Chego agora ao final da estrada e encontro, como esperava, Jenks e meu padrasto á minha espera, mesmo encostados ao corrimão. Não têm vida própria decerto estes… respiro, expiro e vou.
- Bom dia Sr. Bluter, Comandante. Os meus maiores perdoes pela demora, creio que não tenham ficado muito tempo á minha aguarda, espero. – cuspi com o sorriso mais falso que algum dia fizera, até agora, muito provavelmente.
- Não filha, claro que não. – respondeu o meu padrasto, com um sorriso malicioso, mostrando as suas rogas do rosto, não eram propriamente poucas.
- Não sou sua filha, nunca o serei. – não é preciso explicações para esta resposta, suponho, já expliquei o ódio que tenho por este homem, que se acusa de ser meu pai, mas nunca o foi ou será, e quero que ele tenha isso em mente mas do que qualquer coisa.
- Percebo.
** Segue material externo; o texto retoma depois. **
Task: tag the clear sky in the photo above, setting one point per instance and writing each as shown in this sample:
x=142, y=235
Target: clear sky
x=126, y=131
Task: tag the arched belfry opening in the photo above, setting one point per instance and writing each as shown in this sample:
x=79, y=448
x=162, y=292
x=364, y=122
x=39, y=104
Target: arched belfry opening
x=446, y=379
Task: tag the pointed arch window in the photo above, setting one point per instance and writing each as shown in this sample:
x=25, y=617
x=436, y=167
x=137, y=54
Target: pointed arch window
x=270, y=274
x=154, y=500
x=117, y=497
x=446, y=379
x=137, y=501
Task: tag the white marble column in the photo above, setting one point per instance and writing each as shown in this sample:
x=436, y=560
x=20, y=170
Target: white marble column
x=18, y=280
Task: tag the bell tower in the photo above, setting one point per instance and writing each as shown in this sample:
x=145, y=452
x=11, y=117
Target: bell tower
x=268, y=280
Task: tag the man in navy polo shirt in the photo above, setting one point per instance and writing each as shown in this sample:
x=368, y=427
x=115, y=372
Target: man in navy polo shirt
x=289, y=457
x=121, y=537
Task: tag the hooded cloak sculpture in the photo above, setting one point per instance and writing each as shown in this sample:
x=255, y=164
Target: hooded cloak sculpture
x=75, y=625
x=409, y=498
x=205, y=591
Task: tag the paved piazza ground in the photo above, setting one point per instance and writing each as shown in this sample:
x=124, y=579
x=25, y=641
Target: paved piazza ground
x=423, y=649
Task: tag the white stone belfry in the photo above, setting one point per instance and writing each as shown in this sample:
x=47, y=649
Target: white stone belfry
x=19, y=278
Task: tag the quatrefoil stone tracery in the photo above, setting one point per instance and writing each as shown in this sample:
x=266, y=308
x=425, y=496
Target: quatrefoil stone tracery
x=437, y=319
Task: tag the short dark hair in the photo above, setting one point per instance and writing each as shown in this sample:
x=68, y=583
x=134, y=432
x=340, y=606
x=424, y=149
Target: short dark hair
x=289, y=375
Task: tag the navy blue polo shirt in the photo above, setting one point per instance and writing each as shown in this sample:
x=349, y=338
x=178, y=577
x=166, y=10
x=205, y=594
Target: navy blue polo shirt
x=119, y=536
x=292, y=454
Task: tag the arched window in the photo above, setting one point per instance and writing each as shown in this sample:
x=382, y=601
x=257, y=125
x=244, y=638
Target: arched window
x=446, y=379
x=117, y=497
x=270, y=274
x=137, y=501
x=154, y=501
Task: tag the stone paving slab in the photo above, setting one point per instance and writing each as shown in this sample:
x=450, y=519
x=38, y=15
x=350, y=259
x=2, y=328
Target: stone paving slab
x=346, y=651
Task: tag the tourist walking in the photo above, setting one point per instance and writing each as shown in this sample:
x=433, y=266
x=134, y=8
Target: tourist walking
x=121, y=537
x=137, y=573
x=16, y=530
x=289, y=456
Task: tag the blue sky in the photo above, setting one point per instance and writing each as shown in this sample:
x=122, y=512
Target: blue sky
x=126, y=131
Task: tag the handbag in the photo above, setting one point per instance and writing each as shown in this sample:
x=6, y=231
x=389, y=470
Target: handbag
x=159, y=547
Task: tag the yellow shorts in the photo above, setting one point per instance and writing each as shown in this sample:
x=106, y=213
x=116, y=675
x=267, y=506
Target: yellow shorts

Não vamos argumentar coisas indiscutíveis Shopie.
- Não é indiscutível, para já porque nem precisa de haver uma discussão, o Sr. não é meu pai e ponto. Logo deixe-se de manhas e artimanhas Senhor Bluter, porque eu volto a repetir, aturo tudo, menos que me chame de filha. – indiscutível diz ele? Tinha de me controlar, sabia que as consequências eram terríveis, mas não consegui engolir o meu orgulho juntamente com aquilo, vomitei tudo o que tinha entalado e esperei que ele limpa-se sem reclamar. Pelos vistos, algo de diferente tinha-me atravessado hoje de manha, talvez os raios violeta mais fortes me tivesse danificado o cérebro, francamente não tenho teorias, mas algo de estranho passa-se comigo eu sinto. 
- Acalmem-se meus senhores, respirem, vamos para a mesa e esquecer esta discussão sem sentido, venha Shopie, sente-se. – Jenks tentou remendar a situação. Uma vez na vida estava-lhe extremamente grata, e sorri, desta vez não falsamente. Olhei o meu padrasto nos seus olhos meios serrados, negros como o breu mas brilhantes como os primeiros raios solares a embateram no mar calmo e sereno que chama alguém na sua voz calma e serena…pareciam lançar-me uma praga.
Sentei-me e esperei. Ouvi uns barulhos vindos do exterior, concentrei-me neles. Tiros. Gritos. Espadas. Levantei-me de relance e corri até á janela, antes de poder espreitar, senti um embater forte, vidros a partirem-se e Jenks a atirar-me para o chão para me proteger.